Nunavik Inuit oppose Quebec’s new gun registry
"They’re not understanding that we are subsistence harvesters"
Nunavik Inuit continue to seek exemption from Quebec’s new gun registry, which has now come into effect.
Starting Jan. 29, gun owners across the province must register their weapons through a provincial database, though they have a one-year grace period to do this before they are penalized.
But Makivik Corp. maintains that Nunavik Inuit should be exempt from the registry because of their distinct rights as harvesters.
“We’re not denying the safety factor,” said Adamie Delisle Alaku, vice-president of resource development at Makivik. “But they’re not understanding that we are subsistence harvesters.
“We have to adapt and that’s why we’ve asked for the exemption.”
When the province’s legislation was first tabled, Makivik submitted a brief to the legislative committee studying the bill in 2016, which said that Inuit rights enshrined in their land claim agreement should exclude them from Quebec’s registry.
“Inuit hunters cannot be over burdened by bureaucratic measures that may penalize the exercise of their right to harvest under the James Bay and Northern Québec Agreement,” the brief said.
Even beyond Nunavik’s land claim, Delisle Alaku said the registry is simply inaccessible to Nunavimmiut, the majority of whom don’t speak French, though owners can register their firearms in English.
“They need to be able to accommodate unilingual hunters,” he said.

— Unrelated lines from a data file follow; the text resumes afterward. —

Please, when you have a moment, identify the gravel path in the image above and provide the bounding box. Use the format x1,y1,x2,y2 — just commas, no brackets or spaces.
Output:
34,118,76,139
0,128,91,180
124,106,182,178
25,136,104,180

Delisle Alaku acknowledged the need to teach Nunavimmiut the proper use and storage of their weapons.
But he said a newer generation of hunters are buying and registering their weapons and taking gun safety courses offered through the Kativik Regional Government.
Nunavik’s MNA, Jean Boucher, said he hopes the one-year grace period will give his government the time to accommodate Nunavik’s gun owners.
Boucher said the province would like to see the registry managed by a regional organization, which could do outreach to gun owners across Nunavik.
“We know that gun use is different in the region,” he said. “And we don’t want Nunavimmiut under infraction because they own guns. It has to be explained in Inuktitut.”
Boucher said he’s been in contact with both the Kativik Regional Government and Makivik about creating a local office to oversee the registry. But Quebec has not considered offering an exemption to the region, he noted.
“There are many gun-related incidents in the region,” Boucher said, “and the police need that information.”
Canada’s federal gun registry was born in the years following the 1989 École Polytechnique massacre, when 14 women were shot and killed in their Montreal classroom.
But that registry was dismantled in 2012 by Stephen Harper’s Conservative government.
Quebec then tabled legislation to create its own registry, which passed in 2016.
The Quebec government has since fought to keep its own records from the federal registry, which was set to be destroyed, though that data remains sealed pending the outcome of court challenges.
Quebec’s public security minister, Martin Coiteux, has said the registry is in place to ensure that police know who owns guns in the province and where they are located, information, he said, could “prevent so many tragedies.”